Allowing language models to manage explicitly scoped task sets makes it easy to integrate real-time feedback from real people ...... without getting caught in contextual error loops
A real-life example of a micro-intelligence
This is an example of how deterministic code can run a micro-intelligence that handles the "man in the loop" step of the deployment process.
- humankind Merge PRs into GitHub's main branch
- Deterministic code Deploying to a staging environment
- Deterministic code Run end-to-end (e2e) testing against pre-release environments
- Deterministic code Give the task to the Intelligence for production environment deployment with the initial context "Deploy SHA 4af9ec0 to the production environment"
- intelligent body invocations
deploy_frontend_to_prod(4af9ec0)
- Deterministic code Requesting human approval for this operation
- humankind Reject the action with the feedback, "Can I deploy the backend first?"
- intelligent body invocations
deploy_backend_to_prod(4af9ec0)
- Deterministic code Requesting human approval for this operation
- humankind Approve the operation
- Deterministic code Perform back-end deployment
- intelligent body invocations
deploy_frontend_to_prod(4af9ec0)
- Deterministic code Requesting human approval for this operation
- humankind Approve the operation
- Deterministic code Perform front-end deployment
- intelligent body Determine the successful completion of the task, end!
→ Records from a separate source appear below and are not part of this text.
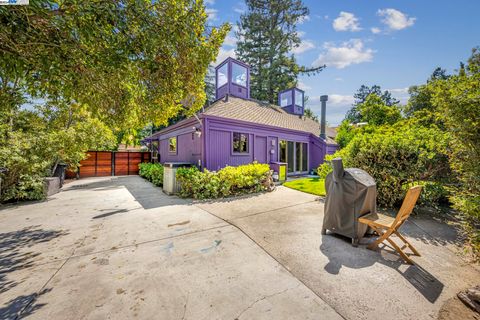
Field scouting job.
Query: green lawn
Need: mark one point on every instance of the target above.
(308, 185)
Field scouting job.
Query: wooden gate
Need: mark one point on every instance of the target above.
(126, 163)
(107, 163)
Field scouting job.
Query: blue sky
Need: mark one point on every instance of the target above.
(394, 44)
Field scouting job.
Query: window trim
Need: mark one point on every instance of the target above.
(176, 145)
(236, 153)
(216, 76)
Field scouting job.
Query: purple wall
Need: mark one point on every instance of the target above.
(331, 148)
(317, 152)
(214, 147)
(189, 149)
(218, 143)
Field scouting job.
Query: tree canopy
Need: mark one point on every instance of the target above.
(266, 36)
(353, 115)
(128, 62)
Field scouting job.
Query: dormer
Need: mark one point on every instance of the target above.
(232, 77)
(292, 101)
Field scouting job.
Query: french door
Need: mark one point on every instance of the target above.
(295, 154)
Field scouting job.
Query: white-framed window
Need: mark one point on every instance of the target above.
(239, 75)
(239, 142)
(299, 98)
(172, 145)
(222, 75)
(286, 98)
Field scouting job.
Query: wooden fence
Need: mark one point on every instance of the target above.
(108, 163)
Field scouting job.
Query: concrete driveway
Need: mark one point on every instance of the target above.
(118, 248)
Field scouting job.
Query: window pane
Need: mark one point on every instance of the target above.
(304, 157)
(240, 142)
(285, 98)
(239, 75)
(172, 144)
(298, 154)
(283, 151)
(222, 76)
(290, 156)
(299, 98)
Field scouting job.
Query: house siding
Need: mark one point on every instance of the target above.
(218, 143)
(213, 149)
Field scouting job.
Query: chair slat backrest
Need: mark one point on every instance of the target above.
(408, 204)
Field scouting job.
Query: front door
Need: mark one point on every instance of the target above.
(260, 149)
(295, 154)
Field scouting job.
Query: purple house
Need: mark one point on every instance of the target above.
(237, 130)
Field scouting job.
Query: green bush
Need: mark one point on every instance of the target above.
(228, 181)
(396, 155)
(153, 172)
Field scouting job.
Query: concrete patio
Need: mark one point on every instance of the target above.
(118, 248)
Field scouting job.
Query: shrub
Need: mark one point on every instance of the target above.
(395, 156)
(228, 181)
(153, 172)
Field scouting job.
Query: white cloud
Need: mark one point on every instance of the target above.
(212, 13)
(348, 53)
(395, 20)
(303, 86)
(340, 100)
(300, 34)
(240, 9)
(399, 90)
(346, 21)
(305, 45)
(303, 19)
(224, 54)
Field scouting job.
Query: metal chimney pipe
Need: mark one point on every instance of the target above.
(323, 116)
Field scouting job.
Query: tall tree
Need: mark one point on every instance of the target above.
(129, 62)
(457, 100)
(353, 115)
(266, 35)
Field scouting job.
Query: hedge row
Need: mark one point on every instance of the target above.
(226, 182)
(153, 172)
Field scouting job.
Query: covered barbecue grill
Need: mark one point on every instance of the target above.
(351, 193)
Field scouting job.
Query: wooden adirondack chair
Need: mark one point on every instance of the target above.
(385, 226)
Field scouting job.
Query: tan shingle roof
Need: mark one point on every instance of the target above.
(261, 113)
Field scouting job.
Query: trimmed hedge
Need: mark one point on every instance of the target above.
(226, 182)
(396, 156)
(153, 172)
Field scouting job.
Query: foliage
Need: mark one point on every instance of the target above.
(396, 155)
(433, 193)
(266, 36)
(345, 132)
(127, 62)
(153, 172)
(36, 141)
(309, 185)
(420, 104)
(228, 181)
(353, 115)
(96, 68)
(375, 112)
(458, 101)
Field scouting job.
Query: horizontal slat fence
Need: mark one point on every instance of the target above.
(108, 163)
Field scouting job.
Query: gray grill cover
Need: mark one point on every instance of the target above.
(351, 193)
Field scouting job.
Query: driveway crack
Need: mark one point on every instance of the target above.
(261, 299)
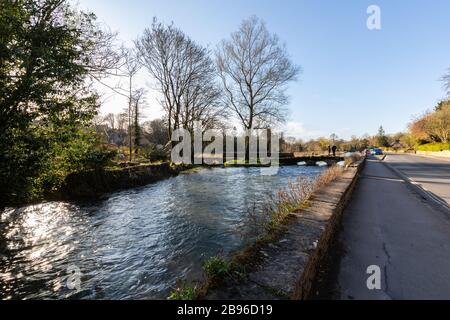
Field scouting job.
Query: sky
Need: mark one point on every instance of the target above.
(353, 80)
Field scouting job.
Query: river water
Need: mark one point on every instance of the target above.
(132, 244)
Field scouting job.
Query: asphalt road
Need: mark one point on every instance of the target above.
(390, 225)
(432, 174)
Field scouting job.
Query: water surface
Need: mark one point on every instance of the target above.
(132, 244)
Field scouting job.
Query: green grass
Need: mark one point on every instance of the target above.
(184, 291)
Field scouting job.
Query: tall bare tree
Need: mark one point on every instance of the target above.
(185, 75)
(130, 68)
(446, 80)
(255, 70)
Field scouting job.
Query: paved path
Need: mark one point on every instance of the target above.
(389, 225)
(431, 174)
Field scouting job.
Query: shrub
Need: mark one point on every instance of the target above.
(435, 147)
(354, 157)
(215, 267)
(184, 291)
(153, 153)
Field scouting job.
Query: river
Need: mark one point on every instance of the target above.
(132, 244)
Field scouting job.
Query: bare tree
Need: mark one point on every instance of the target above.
(438, 122)
(255, 70)
(185, 75)
(446, 80)
(139, 103)
(131, 67)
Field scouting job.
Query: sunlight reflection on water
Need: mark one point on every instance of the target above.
(132, 244)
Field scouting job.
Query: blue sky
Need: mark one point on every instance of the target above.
(353, 79)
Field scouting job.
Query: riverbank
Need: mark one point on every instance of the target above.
(92, 184)
(285, 266)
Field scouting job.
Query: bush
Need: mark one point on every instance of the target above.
(435, 147)
(183, 292)
(215, 267)
(154, 153)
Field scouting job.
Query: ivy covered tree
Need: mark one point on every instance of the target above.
(49, 52)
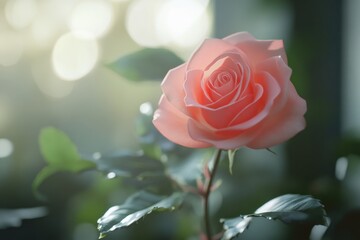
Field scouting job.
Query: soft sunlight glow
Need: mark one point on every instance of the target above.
(183, 22)
(341, 168)
(141, 22)
(93, 17)
(6, 148)
(111, 175)
(20, 13)
(11, 49)
(154, 23)
(74, 57)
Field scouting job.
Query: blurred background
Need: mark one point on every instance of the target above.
(53, 57)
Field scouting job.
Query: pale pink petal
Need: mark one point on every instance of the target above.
(283, 125)
(172, 87)
(173, 125)
(239, 37)
(281, 72)
(220, 140)
(209, 50)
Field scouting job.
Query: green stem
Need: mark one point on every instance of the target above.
(216, 160)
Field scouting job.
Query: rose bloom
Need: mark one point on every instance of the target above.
(233, 92)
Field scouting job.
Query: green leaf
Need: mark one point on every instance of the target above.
(231, 155)
(289, 208)
(61, 155)
(56, 147)
(128, 164)
(14, 217)
(137, 169)
(146, 64)
(135, 208)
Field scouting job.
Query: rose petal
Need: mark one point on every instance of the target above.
(219, 140)
(172, 87)
(173, 125)
(239, 37)
(281, 72)
(209, 50)
(283, 125)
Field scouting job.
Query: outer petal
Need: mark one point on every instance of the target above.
(257, 50)
(172, 87)
(208, 51)
(283, 125)
(220, 142)
(239, 37)
(173, 125)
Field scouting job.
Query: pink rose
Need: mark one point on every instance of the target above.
(233, 92)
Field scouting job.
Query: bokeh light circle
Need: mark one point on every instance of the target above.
(93, 17)
(141, 22)
(73, 57)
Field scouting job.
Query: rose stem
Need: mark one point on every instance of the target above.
(208, 191)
- Deterministic code Run end-to-end tests against production environments
- Deterministic code Task completion, or passing the task to the Rollback Intelligence to review the failure and possibly rollback
This example is based on one of our Humanlayer releases that manages our deployments. Real Open Source Intelligence -- Here's a real conversation I had with it last week:
We have not given this intelligence a great deal of tools or tasks. The main value of the Big Language Model is in parsing plain text feedback from humans and suggesting updated courses of action. We isolate tasks and context as much as possible to keep the Big Language Model focused on a small, 5-10 step workflow.
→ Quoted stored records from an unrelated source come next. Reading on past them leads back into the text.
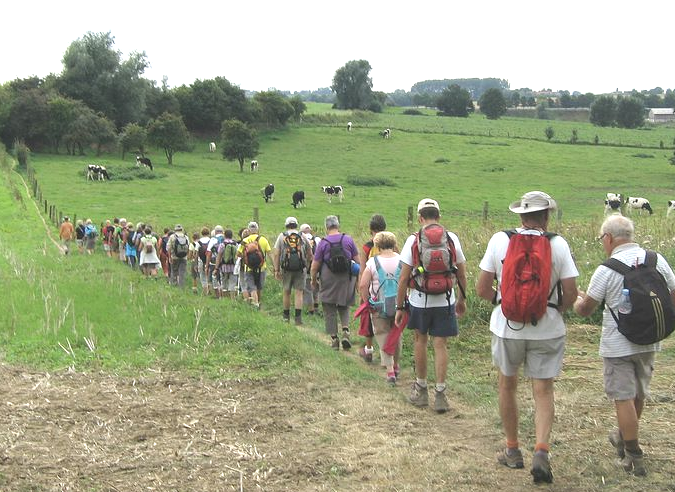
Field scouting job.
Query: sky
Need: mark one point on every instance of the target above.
(593, 46)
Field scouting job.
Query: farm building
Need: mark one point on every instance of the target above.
(661, 115)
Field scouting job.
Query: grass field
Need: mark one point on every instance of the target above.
(288, 412)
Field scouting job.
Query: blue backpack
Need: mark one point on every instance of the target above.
(384, 301)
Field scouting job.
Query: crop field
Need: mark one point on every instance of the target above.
(114, 382)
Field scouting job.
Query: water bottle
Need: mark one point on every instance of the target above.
(625, 307)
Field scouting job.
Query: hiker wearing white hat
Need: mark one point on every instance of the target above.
(526, 323)
(292, 258)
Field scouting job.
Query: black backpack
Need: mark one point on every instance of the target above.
(338, 261)
(653, 315)
(292, 258)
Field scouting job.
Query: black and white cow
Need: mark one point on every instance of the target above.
(143, 161)
(613, 203)
(331, 191)
(267, 192)
(638, 203)
(671, 207)
(97, 173)
(298, 199)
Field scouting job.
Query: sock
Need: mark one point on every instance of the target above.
(632, 446)
(541, 447)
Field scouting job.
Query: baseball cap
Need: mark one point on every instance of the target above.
(428, 203)
(290, 221)
(533, 201)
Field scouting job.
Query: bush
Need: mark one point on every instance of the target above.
(21, 153)
(369, 181)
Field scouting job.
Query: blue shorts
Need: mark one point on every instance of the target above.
(436, 322)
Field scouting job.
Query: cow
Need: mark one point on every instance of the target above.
(671, 207)
(143, 161)
(96, 172)
(638, 203)
(334, 190)
(267, 192)
(613, 203)
(298, 199)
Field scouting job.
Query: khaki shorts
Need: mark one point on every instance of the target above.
(293, 280)
(627, 378)
(541, 359)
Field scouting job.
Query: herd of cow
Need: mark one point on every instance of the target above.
(614, 201)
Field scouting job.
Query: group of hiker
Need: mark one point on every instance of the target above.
(527, 273)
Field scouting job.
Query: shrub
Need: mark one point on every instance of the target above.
(369, 181)
(21, 153)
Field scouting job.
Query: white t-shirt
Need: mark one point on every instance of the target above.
(420, 299)
(606, 284)
(551, 325)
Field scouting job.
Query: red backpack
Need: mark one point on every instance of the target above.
(434, 259)
(526, 276)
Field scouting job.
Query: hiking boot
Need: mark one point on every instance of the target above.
(541, 468)
(346, 344)
(419, 396)
(634, 462)
(441, 402)
(617, 441)
(365, 355)
(512, 458)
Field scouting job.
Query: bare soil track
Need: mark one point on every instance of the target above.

Here's another one. More classic support/chatbot demoThe
So, what exactly is an intelligent body?
- Prompt (prompt) - Tells the big language model how to act and what "tools" are available to it. The output of the hint is a JSON object that describes the next step in the workflow ("tool call" or "function call"). (Element 2)
- switch statement - Based on the JSON returned by the Big Language Model, decide what to do with it. ( Part of element 8)
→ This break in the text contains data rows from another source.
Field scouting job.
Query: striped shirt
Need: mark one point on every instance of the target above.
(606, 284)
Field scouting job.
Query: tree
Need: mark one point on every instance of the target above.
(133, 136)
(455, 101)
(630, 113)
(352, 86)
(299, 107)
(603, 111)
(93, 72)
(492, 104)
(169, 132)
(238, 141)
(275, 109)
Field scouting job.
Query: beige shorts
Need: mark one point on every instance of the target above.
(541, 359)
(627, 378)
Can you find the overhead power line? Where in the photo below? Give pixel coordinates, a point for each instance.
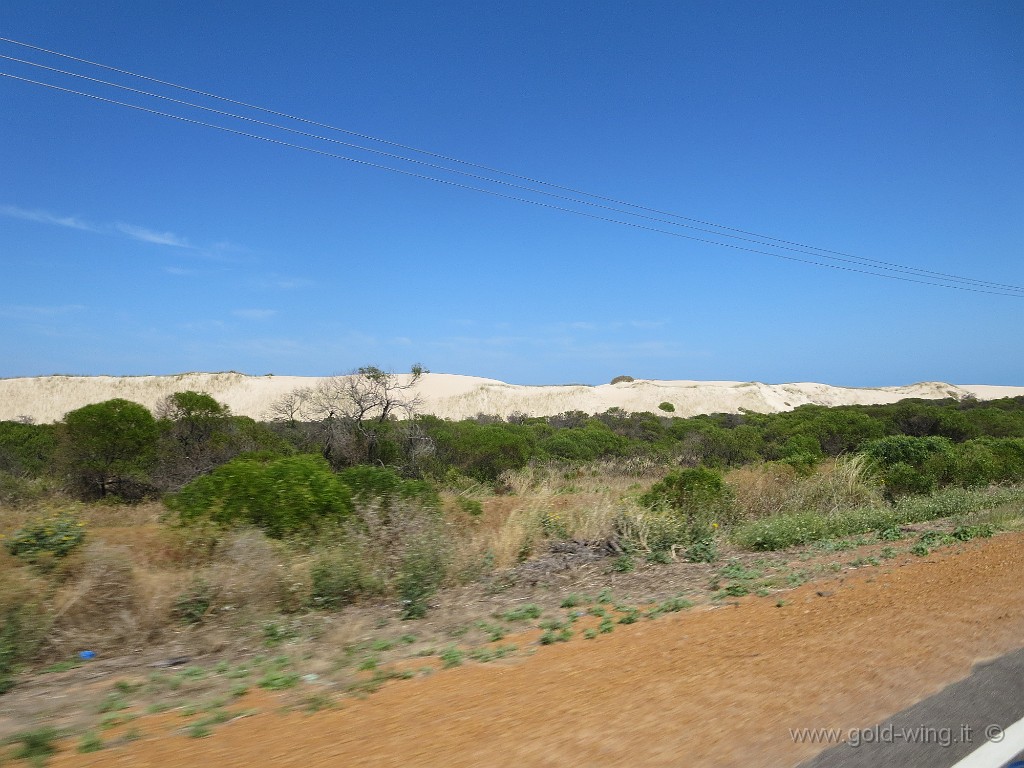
(767, 242)
(923, 276)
- Cumulative context - Stores a list of steps that have occurred and their results. (Element 3)
- for loop - Before the Big Language Model issues some kind of "terminate" tool call (or plain text response), add the result of the switch statement to the context window and ask the Big Language Model to choose the next step. (Element 8)
In the "deploybot" example, we gained several benefits by mastering control flow and context accumulation:
- in our switch statement cap (a poem) for loop in which we can hijack the control flow to pause waiting for human input or waiting for a long-running task to complete.
- We can easily serialize (textual) context window for pause and resume.
- in our Prompt (prompt) In this case, we can strongly optimize the way instructions and "what's happened so far" are delivered to the big language model.
Part II commander-in-chief (military) Formalizing these patternsThey can be used in any software project to add impressive AI functionality without having to adopt the traditional implementation/definition of an "AI Intelligence Body" in its entirety.